10 yıl boyunca formamızı giyen, eski milli futbolcumuz Şükrü Birand’ı son yolculuğuna uğurladık.
Dün yaşamını yitiren merhum Şükrü Birand için ilk tören Dereağzı Lefter Küçükandonyadis Tesislerimizde düzenlendi. Bu törene; Birand ailesinin fertleri ve yakınlarının yanı sıra; Yüksek Divan Kurulu Başkanımız Vefa Küçük, Başkanımız Ali Koç, Yönetim Kurulu Üyelerimiz ile spor şubelerimizden sporcu ve yöneticiler, eski sporcularımız, kulüp çalışanları, spor ve sanat dünyasından isimler ile Şükrü Birand’ın sevenleri katıldı.
Ulu önder Mustafa Kemal Atatürk, silah arkadaşları, Kulübümüzde emeği geçen ahirete intikal etmiş çok değerli isimlerin anısına yapılan Saygı Duruşu ve ardından İstiklal Marşımızın hep bir ağızdan okunmasıyla başlayan törende ilk olarak sözü Şükrü Birand’ın oğlu Burçak Birand aldı.

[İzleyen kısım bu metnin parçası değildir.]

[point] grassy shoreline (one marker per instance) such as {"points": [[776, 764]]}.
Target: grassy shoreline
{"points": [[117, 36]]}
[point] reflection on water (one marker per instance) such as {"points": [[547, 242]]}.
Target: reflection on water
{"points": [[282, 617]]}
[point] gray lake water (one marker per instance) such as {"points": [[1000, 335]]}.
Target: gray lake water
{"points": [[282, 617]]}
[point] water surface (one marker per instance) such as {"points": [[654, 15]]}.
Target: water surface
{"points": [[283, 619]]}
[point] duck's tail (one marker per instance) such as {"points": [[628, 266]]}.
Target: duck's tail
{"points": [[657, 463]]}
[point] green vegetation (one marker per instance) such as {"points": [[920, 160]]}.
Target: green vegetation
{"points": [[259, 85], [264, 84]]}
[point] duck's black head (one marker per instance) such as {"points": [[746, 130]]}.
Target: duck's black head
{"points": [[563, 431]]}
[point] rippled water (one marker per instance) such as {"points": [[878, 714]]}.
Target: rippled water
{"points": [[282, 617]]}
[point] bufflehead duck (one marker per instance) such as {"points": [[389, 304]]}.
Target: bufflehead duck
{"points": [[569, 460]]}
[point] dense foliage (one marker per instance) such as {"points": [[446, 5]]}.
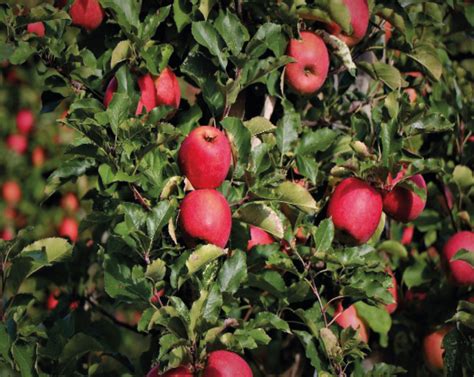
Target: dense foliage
{"points": [[133, 291]]}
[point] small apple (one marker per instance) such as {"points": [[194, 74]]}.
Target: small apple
{"points": [[176, 372], [25, 121], [87, 13], [433, 349], [69, 228], [36, 28], [69, 202], [349, 317], [205, 215], [17, 143], [356, 209], [401, 203], [226, 364], [11, 192], [309, 71], [461, 271], [258, 237], [205, 156], [359, 13], [38, 157]]}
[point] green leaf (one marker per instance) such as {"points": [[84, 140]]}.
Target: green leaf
{"points": [[232, 31], [206, 35], [294, 194], [261, 216], [233, 272], [202, 256]]}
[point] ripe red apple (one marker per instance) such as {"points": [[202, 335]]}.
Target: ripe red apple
{"points": [[205, 156], [462, 272], [407, 235], [17, 143], [69, 202], [258, 237], [167, 89], [36, 28], [205, 215], [38, 157], [69, 228], [355, 208], [226, 364], [148, 98], [393, 290], [109, 91], [433, 349], [359, 13], [87, 13], [176, 372], [11, 192], [310, 69], [403, 204], [349, 317]]}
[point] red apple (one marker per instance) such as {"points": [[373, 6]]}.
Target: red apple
{"points": [[310, 69], [167, 89], [38, 157], [24, 121], [258, 237], [462, 272], [205, 215], [36, 28], [359, 13], [355, 208], [109, 91], [205, 156], [69, 202], [87, 13], [148, 98], [11, 192], [394, 292], [69, 228], [349, 317], [17, 143], [226, 364], [407, 235], [176, 372], [403, 204], [433, 349]]}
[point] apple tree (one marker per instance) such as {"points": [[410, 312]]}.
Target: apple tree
{"points": [[270, 188]]}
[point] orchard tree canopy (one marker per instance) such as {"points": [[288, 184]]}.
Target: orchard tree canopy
{"points": [[267, 188]]}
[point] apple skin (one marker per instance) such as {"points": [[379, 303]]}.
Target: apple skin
{"points": [[109, 91], [148, 100], [432, 349], [462, 272], [17, 143], [349, 317], [393, 290], [36, 28], [87, 13], [258, 237], [403, 204], [69, 228], [359, 13], [310, 69], [167, 89], [205, 215], [355, 208], [38, 157], [204, 157], [226, 364], [11, 192], [176, 372]]}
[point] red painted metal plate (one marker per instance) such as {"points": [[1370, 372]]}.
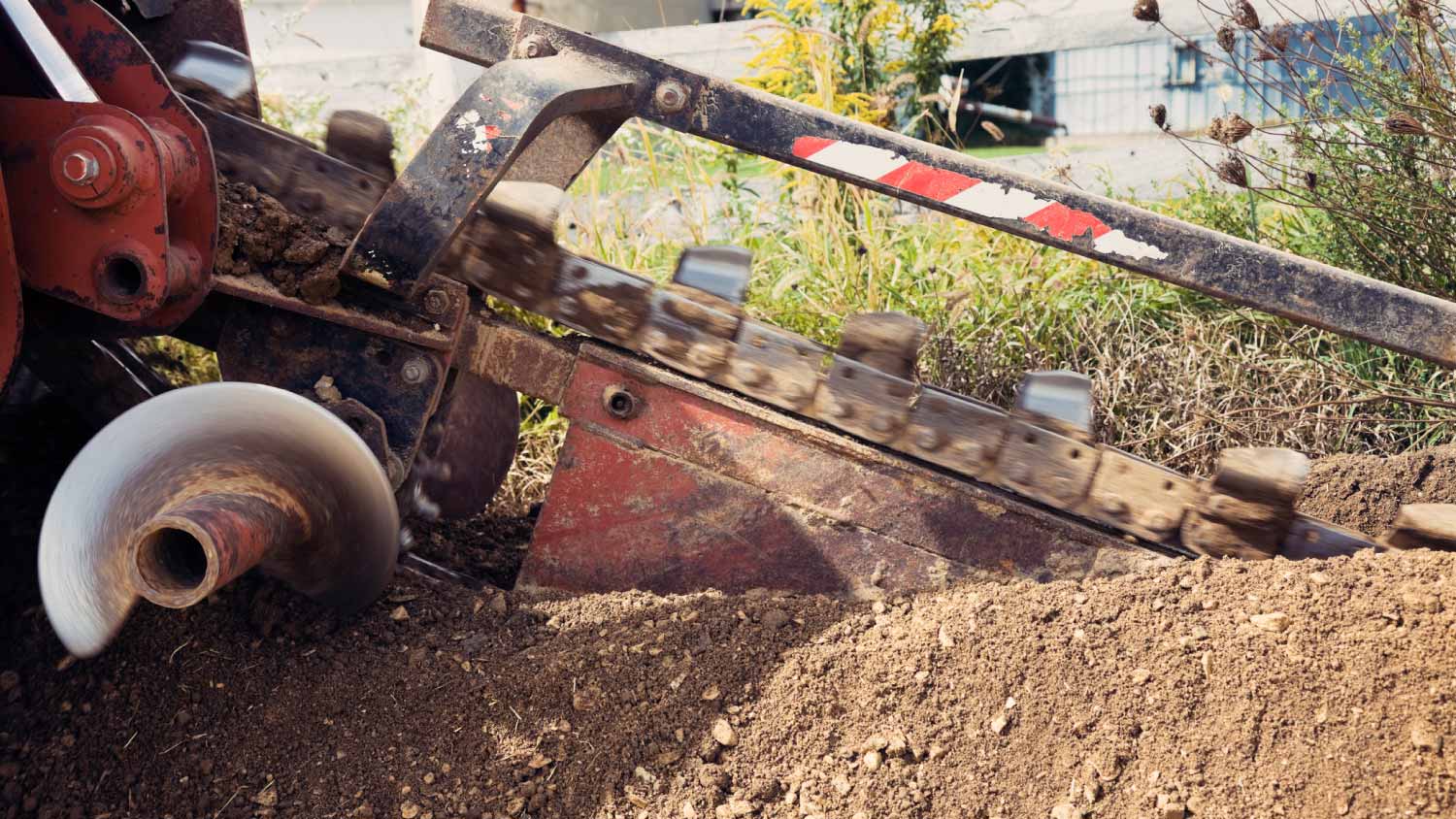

Burçak Birand: Böyle güzel bir insanın oğlu olduğum için gurur duyuyorum
Üzüntülerini dile getiren Burçak Birand, “Maalesef kısa zaman içinde camiamızdan üst üste çok değerli insanları kaybettik. Bugün de babamı ebediyete uğurlamak için toplandık. İnşallah bundan sonra uzun bir süre için yapılacak son tören olur. Babamı uzun uzun anlatmak istemiyorum, siz değerli dostları O’nu çok iyi biliyorsunuz. Babam benim ve kardeşim için çok iyi bir baba, annem için çok iyi bir eş, torunları için çok iyi bir dede, herkesin yardımına koşan iyi bir insan ve iyi bir Fenerbahçeliydi. Kısacası babam güzel insandı. Herkes için ölüm erkendir diyorlar ama babam için hakikaten bu ölüm erken oldu. O’nu bu süreçte yalnız bırakmayan başta Başkanımız Sayın Ali Koç’a, değerli Fenerbahçe yönetim kuruluna, Fenerbahçe camiasına, doktoru Fikret hocaya, tüm takım arkadaşlarına, kısacası tüm sevdiklerine çok teşekkür ediyorum. Babamın çok sevdiği bir şarkı vardı; Eski dostlar. Şimdi babam cennete dostlarının yanına doğru uğurlanıyor. Böyle güzel bir insanın oğlu olduğum için gurur duyuyorum.” dedi.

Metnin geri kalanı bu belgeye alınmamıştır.